The Manawatu Cyclones are the province's representatives in the Women's Provincial Championship.  They also play at Central Energy Trust Arena, or at the rugby fields at Massey University.

Manawatu hosted two group matches during the 2011 Rugby World Cup.

Rugby league
There is a small but thriving rugby league scene in Manawatu, with a number of clubs in the region. They come from Palmerston North, Ohakea, Marton, Dannevirke, Foxton, Levin and Feilding. Teams from Wanganui, Taranaki and Hawke's Bay also play in Manawatu club competitions.

Speedway
Robertson Holden International Speedway is a popular participant and spectator sport. The local team is known as the Palmerston North Panthers. The raceway is at Central Energy Trust Arena (the track encircles the sports field).

Basketball
Basketball is played at the premier level in Manawatu. The Manawatu Jets, formerly the Palmerston North Jets, play in the NZBL. Basketball is governed by Palmerston North Basketball Association (PNBA). Their home is at Arena 2 (indoor) of Arena Manawatu.

Netball
Netball is popularly participated in Manawatu. The province is represented at ANZ Championship by the Central Pulse. Netball is governed by Netball Manawatu, based at Vautier Park in Roslyn. Arena 2 is the premier netball venue, often hosting Central Pulse home games and occasionally, the national side, the Silver Ferns play here also.

Hockey
Hockey is played at a premier level in the Manawatu. The region's premier teams are the Central Mavericks (men) and Central Mysticks (women). At the local level, numerous clubs exist and are governed by Hockey Manawatu.

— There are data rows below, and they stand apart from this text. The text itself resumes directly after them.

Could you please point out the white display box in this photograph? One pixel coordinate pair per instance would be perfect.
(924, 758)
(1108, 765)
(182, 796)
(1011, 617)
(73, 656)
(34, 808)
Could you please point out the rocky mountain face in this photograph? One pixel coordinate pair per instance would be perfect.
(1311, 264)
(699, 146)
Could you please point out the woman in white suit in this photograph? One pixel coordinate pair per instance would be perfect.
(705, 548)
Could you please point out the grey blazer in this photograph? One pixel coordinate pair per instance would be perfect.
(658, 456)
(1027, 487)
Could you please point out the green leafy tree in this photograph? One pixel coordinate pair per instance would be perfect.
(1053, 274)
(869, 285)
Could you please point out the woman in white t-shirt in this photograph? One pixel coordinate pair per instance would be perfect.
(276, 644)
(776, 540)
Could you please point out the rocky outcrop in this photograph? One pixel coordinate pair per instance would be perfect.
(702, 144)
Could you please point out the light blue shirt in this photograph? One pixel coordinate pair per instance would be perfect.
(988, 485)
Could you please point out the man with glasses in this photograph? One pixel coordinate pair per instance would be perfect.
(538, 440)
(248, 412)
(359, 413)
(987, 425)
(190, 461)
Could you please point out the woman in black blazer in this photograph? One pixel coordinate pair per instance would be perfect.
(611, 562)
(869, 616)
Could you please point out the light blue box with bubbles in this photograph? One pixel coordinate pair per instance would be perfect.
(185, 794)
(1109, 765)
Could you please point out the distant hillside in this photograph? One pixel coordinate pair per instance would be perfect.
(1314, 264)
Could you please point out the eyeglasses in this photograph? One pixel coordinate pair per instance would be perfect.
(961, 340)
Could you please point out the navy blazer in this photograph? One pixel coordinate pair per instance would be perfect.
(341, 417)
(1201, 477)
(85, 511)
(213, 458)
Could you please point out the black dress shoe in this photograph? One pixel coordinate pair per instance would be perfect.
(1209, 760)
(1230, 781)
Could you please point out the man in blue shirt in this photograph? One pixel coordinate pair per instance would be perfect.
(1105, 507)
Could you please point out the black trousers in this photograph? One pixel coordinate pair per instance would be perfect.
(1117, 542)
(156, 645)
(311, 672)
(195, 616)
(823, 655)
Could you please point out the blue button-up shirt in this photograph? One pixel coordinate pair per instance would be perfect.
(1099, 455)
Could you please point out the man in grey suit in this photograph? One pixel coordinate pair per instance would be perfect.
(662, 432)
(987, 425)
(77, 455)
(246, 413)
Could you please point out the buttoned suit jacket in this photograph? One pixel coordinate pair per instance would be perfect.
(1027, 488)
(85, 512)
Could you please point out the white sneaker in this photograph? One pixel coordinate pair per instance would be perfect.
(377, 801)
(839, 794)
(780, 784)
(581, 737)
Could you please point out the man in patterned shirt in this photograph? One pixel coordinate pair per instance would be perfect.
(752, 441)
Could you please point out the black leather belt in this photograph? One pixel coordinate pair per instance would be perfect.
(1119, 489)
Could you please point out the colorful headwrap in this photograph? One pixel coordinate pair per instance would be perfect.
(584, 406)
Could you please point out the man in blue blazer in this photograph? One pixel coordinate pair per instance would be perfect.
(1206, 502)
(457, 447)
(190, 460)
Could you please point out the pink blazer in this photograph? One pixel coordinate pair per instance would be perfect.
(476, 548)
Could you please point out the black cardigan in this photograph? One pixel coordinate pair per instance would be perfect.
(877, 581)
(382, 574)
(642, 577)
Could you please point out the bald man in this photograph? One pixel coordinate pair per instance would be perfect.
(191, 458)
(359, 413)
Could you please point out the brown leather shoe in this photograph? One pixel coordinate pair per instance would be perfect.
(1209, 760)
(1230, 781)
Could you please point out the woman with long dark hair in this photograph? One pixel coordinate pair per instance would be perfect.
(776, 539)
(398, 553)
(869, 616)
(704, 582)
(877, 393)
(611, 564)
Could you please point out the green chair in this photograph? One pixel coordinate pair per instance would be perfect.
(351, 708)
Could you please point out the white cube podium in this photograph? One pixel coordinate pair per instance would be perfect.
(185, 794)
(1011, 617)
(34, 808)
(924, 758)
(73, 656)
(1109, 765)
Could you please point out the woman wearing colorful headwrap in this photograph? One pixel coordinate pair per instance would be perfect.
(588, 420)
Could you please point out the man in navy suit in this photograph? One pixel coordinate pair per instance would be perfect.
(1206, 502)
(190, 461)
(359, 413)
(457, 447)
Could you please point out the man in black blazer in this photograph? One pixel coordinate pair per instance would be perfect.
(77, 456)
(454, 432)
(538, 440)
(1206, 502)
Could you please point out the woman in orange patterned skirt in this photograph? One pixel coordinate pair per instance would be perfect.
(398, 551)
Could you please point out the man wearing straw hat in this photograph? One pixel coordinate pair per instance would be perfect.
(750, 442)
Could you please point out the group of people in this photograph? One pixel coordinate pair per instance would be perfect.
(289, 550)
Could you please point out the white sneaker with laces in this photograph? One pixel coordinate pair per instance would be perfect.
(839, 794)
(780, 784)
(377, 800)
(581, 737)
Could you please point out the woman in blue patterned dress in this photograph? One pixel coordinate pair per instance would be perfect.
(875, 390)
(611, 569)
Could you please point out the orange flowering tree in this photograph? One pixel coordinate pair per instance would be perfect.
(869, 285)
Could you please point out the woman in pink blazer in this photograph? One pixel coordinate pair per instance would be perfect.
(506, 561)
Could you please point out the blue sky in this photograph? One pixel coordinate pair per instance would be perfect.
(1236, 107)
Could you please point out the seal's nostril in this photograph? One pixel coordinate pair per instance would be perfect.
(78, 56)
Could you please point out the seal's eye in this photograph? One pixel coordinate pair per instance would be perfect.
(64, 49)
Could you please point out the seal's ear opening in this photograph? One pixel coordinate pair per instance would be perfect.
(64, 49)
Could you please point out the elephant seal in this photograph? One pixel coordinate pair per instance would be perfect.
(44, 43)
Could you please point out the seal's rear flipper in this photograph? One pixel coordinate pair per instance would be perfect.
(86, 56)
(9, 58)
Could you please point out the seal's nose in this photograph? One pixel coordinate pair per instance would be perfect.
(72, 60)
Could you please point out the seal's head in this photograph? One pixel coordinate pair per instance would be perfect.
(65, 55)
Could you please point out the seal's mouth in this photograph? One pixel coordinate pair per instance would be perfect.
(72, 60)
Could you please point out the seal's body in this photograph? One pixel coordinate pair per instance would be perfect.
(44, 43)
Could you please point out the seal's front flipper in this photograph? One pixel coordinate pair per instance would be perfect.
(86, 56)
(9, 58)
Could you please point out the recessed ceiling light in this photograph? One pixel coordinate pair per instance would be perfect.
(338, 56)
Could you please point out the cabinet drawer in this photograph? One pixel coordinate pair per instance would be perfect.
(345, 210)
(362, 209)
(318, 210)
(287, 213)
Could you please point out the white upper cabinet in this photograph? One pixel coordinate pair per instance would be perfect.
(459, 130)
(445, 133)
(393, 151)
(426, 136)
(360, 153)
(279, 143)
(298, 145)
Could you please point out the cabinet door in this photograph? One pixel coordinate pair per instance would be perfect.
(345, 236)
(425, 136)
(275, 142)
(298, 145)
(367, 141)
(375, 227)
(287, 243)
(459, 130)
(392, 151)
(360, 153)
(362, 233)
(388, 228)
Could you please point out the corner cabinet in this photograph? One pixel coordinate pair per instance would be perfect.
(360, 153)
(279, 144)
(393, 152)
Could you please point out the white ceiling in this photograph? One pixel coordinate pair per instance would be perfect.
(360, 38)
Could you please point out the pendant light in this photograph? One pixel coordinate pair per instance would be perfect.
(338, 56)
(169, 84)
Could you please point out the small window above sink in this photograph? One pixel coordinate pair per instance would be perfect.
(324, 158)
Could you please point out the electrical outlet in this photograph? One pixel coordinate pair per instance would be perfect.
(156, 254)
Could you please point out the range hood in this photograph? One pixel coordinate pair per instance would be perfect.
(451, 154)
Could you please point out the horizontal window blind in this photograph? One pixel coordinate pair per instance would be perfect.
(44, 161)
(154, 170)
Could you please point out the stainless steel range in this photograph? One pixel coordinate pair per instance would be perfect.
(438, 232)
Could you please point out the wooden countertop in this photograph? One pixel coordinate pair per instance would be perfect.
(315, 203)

The main venue is at the Twin Turfs, between Fitzherbert Park and Victoria Esplanade.

Cricket
Cricket is popular in Manawatu. The Central Districts Stags is the region's premier cricket team and plays in the national Plunket Shield; the Central Districts women's representative cricket team is the Central Districts Hinds. The Manawatu team competes in the Hawke Cup.

At a local level, numerous clubs exist in Palmerston North and the surrounding area, governed by the Manawatu Cricket Association. Fitzherbert Park, the premier cricket ground in Palmerston North, is one of the home grounds of Central Districts and the home ground of the Manawatu Cricket Association. Manawaroa-Ongley Park, also in Palmerston North, another important cricket venue, is the headquarters of the Manawatu Cricket Association.

Football (soccer)
Local association football (soccer) team YoungHeart Manawatu was one of the franchise teams competing in the New Zealand Football Championship, the premier national competition. The team formerly played at Central Energy Trust Arena, before relocating to Memorial Park. Numerous clubs exist in the city, and football is also popular at schools and at Massey University.

Cycling
Cycling is a popular competitive sport in the Manawatu region. The contrast of rolling hills and flat plains makes an attractive, challenging course.

The New Zealand Cycle Classic, Tour de Manawatu is raced here.

Golf
Three eighteen hole golf courses are here. Administered by Palmerston North Golf Club, Manawatu Golf Club and Linton Camp Golf Club.

Inline speed skating
One of New Zealand's most successful clubs, Manawatu Showgrounds is based in the city and has several national representatives in the sport.